Monday, February 23, 2015

How landscape is de-emphasized in English

Interested in semantics as I am, I came across a couple of ways in which the concepts of place, or landscape, get the "short end of the stick" in our analyses of language - of English in particular. The first example is in my verb table, where I try to come up with verbs where a place is the 'actor':
actor\target
person
thing
place
person
love
understand
want
assign value
see
find
go
indicate

thing
cause to
act on
compare to
in
at
place
affects
contains
on
connects to
The one where "place affects person" is pretty lame, and generally the 'place' row is sparse. So English is quite poor in its vocabulary and concepts of how landscape and position act upon us.

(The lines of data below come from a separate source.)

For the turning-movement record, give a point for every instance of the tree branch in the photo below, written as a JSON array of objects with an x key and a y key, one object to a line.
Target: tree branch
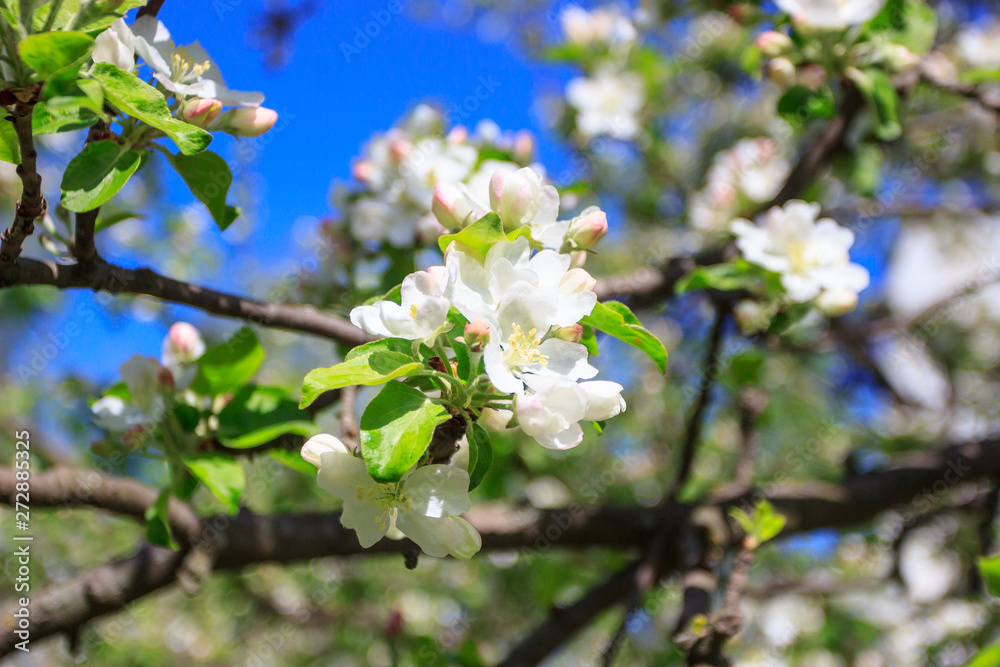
[{"x": 117, "y": 280}]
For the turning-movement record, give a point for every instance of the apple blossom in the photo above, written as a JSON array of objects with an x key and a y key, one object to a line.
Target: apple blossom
[
  {"x": 810, "y": 254},
  {"x": 608, "y": 103},
  {"x": 249, "y": 121},
  {"x": 831, "y": 14},
  {"x": 185, "y": 70},
  {"x": 425, "y": 505},
  {"x": 421, "y": 312},
  {"x": 115, "y": 46}
]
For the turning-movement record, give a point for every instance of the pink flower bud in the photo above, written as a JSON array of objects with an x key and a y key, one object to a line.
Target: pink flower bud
[
  {"x": 201, "y": 112},
  {"x": 577, "y": 280},
  {"x": 516, "y": 196},
  {"x": 587, "y": 229},
  {"x": 246, "y": 121},
  {"x": 450, "y": 207},
  {"x": 573, "y": 334},
  {"x": 477, "y": 334},
  {"x": 772, "y": 43}
]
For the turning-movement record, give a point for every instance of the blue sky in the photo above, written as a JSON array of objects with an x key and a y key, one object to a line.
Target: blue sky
[{"x": 333, "y": 93}]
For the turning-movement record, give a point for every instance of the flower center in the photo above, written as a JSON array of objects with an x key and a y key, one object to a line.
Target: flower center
[
  {"x": 185, "y": 68},
  {"x": 522, "y": 348}
]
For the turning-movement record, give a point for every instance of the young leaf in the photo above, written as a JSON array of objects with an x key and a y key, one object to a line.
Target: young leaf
[
  {"x": 140, "y": 100},
  {"x": 396, "y": 428},
  {"x": 208, "y": 177},
  {"x": 257, "y": 415},
  {"x": 615, "y": 319},
  {"x": 480, "y": 454},
  {"x": 369, "y": 364},
  {"x": 989, "y": 568},
  {"x": 480, "y": 236},
  {"x": 97, "y": 174},
  {"x": 158, "y": 532},
  {"x": 229, "y": 365},
  {"x": 221, "y": 475},
  {"x": 49, "y": 52}
]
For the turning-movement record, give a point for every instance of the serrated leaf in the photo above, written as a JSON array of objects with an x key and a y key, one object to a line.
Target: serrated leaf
[
  {"x": 222, "y": 476},
  {"x": 258, "y": 415},
  {"x": 228, "y": 366},
  {"x": 480, "y": 236},
  {"x": 480, "y": 454},
  {"x": 208, "y": 177},
  {"x": 396, "y": 428},
  {"x": 97, "y": 174},
  {"x": 615, "y": 319},
  {"x": 49, "y": 52},
  {"x": 140, "y": 100},
  {"x": 369, "y": 364}
]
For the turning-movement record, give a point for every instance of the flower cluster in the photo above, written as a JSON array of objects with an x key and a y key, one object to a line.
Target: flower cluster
[
  {"x": 399, "y": 170},
  {"x": 187, "y": 73},
  {"x": 751, "y": 172},
  {"x": 149, "y": 382},
  {"x": 810, "y": 254}
]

A second example has to do with adjectives that are meaningful for place but not for person or thing. For example the word "windy". I find that in English we have the generic term "feeling" to describe attributes of a person; and we have the word "attribute" or "property" to describe the attribute of a thing. Yet there is no word for adjectives that are particular to place and landscape. For example "sad" is an example of a feeling and "windy" is an example of a ...[there is no named category]. Thus English is poor in its vocabulary and concepts for how landscape fits within its own semantics.
I propose to call it "landscape" "setting", generically. So "windy" will be a landscape setting term.